Cox and Coakley met at the Schola Cantorum in Basel, Switzerland, a music school exclusively dedicated to teaching music dating from before 1800.

“I did my undergraduate degree in a conservatory where we were taught classical music,” Cox said. “I found it a little bit constraining.

“I like the freedom that comes with working with earlier music — more personal interpretation I can bring to my performance. I like the research aspect. It’s not just about doing things ‘the right way.’ It’s about going back to primary sources, finding music that hasn’t been performed, doing something people haven’t heard before. There’s something exciting in that.”

Cox said there was a wealth of early material available to be studied and performed.

“All the music we’re performing is published,” Cox said. “Especially in Venice around 1600, there was such an active music publication industry that there’s an incredible amount of music that survives.

“And there are enormous amounts of writing about music that helps us figure out how they performed it, what instruments they used, how they used the instruments, what occasions they used the music for. Performers have to address and study these things.”

The concert will feature duets from Claudio Monteverdi’s Seventh Book of Madrigals, paired with pieces by lesser-known composers such as Bellerofonte Castaldi and Benedetto Ferrari.

In Stile Moderno will perform Monteverdi’s duets with soprano and cornetto — instead of the more usual two sopranos — showcasing the unique sound of the cornetto imitating and blending with the voice.
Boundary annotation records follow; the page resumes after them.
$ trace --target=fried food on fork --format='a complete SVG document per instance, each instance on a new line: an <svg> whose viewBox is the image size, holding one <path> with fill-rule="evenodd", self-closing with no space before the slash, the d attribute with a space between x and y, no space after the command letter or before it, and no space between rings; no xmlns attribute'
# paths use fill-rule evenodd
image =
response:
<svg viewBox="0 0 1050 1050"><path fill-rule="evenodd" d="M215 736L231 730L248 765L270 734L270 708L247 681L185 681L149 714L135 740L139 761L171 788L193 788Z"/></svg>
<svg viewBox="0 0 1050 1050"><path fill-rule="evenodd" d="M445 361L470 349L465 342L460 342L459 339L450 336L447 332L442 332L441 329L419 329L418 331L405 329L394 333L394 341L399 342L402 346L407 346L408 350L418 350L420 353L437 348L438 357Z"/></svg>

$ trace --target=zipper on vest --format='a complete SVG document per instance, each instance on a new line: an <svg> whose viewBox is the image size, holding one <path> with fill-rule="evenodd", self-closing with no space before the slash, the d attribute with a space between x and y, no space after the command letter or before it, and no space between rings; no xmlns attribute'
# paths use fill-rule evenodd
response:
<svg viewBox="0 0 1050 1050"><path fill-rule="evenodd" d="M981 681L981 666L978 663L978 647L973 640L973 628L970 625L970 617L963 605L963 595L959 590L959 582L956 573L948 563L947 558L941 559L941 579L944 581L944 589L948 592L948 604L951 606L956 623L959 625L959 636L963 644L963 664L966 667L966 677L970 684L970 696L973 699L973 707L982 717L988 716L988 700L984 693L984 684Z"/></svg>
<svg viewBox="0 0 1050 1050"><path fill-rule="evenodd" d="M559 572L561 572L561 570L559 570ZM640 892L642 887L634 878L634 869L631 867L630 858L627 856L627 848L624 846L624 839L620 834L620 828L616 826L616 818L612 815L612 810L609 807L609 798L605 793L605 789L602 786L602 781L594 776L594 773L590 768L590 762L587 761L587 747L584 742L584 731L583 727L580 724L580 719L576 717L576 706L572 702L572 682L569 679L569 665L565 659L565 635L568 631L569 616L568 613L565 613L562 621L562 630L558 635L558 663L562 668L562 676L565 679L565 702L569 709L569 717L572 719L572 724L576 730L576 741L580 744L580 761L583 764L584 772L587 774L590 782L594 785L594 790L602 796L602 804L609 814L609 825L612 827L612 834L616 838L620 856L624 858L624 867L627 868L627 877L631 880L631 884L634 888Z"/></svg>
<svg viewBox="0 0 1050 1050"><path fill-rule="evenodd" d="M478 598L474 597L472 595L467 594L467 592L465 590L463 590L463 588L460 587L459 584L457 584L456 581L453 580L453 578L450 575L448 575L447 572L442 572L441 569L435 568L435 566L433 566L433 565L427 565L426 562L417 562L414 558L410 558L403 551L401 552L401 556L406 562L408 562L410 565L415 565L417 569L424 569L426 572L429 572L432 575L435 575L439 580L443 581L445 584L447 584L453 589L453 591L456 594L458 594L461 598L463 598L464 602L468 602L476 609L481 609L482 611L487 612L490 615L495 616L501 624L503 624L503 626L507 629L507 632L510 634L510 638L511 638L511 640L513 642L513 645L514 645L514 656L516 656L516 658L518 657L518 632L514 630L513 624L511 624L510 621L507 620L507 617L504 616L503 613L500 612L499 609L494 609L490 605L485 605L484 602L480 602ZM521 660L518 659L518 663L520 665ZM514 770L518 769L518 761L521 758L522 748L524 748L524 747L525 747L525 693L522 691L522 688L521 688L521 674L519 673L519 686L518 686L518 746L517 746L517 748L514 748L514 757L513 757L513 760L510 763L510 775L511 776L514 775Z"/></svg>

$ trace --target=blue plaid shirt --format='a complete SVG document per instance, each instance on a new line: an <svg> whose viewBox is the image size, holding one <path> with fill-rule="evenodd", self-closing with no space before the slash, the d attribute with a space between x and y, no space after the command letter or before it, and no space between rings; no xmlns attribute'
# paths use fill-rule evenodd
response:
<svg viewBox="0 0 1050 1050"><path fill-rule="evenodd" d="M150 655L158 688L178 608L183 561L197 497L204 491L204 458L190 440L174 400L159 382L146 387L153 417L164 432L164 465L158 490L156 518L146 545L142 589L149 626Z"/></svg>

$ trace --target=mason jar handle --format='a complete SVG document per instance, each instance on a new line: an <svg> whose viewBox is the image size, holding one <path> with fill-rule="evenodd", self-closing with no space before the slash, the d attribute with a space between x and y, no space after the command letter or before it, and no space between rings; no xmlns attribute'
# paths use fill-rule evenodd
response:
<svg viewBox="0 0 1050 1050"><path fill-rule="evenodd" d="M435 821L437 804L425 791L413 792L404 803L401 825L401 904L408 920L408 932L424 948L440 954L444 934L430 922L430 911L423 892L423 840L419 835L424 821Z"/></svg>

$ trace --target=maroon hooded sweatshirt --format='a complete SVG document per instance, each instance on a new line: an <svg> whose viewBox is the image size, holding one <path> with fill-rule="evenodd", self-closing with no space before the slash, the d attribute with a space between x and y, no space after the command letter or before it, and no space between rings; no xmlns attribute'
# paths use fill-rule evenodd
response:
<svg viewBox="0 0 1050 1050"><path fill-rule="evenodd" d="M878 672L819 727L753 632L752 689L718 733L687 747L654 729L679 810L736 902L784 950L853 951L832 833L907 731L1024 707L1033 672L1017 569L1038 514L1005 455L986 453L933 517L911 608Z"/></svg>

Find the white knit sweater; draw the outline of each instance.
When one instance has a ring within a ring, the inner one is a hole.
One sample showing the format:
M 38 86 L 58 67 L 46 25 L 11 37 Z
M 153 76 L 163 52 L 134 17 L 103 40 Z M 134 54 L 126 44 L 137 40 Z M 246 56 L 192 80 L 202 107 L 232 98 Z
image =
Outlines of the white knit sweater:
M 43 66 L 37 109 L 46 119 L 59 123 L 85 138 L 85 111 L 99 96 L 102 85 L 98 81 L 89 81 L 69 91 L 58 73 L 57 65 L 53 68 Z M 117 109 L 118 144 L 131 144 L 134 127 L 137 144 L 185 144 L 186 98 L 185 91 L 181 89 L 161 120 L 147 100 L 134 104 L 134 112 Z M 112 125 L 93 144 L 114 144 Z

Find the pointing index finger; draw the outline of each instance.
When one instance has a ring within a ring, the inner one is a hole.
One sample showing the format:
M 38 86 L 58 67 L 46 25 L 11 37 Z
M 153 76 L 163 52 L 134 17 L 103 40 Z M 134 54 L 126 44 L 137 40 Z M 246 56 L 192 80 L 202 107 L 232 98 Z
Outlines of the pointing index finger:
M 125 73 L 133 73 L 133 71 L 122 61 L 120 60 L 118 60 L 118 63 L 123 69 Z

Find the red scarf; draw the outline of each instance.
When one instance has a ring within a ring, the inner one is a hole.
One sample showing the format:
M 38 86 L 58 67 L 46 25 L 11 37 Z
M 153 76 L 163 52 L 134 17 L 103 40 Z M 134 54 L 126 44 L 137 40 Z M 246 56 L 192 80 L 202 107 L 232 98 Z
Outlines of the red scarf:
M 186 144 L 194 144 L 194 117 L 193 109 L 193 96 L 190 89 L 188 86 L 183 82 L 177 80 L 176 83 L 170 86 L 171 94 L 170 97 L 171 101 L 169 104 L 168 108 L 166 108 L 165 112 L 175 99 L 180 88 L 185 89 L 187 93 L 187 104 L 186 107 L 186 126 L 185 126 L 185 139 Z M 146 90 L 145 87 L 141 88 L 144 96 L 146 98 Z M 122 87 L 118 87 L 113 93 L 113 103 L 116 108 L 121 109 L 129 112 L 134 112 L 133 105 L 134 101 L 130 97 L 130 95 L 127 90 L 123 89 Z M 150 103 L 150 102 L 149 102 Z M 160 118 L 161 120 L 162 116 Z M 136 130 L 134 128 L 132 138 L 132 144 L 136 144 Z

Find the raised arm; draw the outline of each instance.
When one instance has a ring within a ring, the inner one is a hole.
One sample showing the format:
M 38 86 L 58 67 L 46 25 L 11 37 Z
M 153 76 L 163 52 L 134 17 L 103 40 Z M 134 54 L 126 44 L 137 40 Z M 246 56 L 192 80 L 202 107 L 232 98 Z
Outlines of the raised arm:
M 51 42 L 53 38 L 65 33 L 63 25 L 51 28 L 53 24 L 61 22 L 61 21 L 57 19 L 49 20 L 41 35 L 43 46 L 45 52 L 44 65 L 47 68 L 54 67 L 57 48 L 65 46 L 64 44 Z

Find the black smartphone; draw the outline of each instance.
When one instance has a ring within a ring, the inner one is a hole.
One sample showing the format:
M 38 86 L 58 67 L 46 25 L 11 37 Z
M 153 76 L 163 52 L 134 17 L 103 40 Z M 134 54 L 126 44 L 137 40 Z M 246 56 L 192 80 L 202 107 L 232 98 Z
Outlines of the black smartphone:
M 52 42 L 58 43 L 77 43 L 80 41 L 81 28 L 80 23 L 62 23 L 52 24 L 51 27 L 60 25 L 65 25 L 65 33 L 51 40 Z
The rich texture of theorbo and baroque guitar will also be featured in works by Francesco Corbetta and Bellerofonte Castaldi.

They will also be playing for the first time with guitarist and theorbist Simon Martyn-Ellis, who will add nuanced continuo playing as well as fiery guitar rhythms.

“We’re using very dynamic and very exciting texts,” Cox said. “We want a music that expresses them so we can elicit these passionate emotions in the audience.”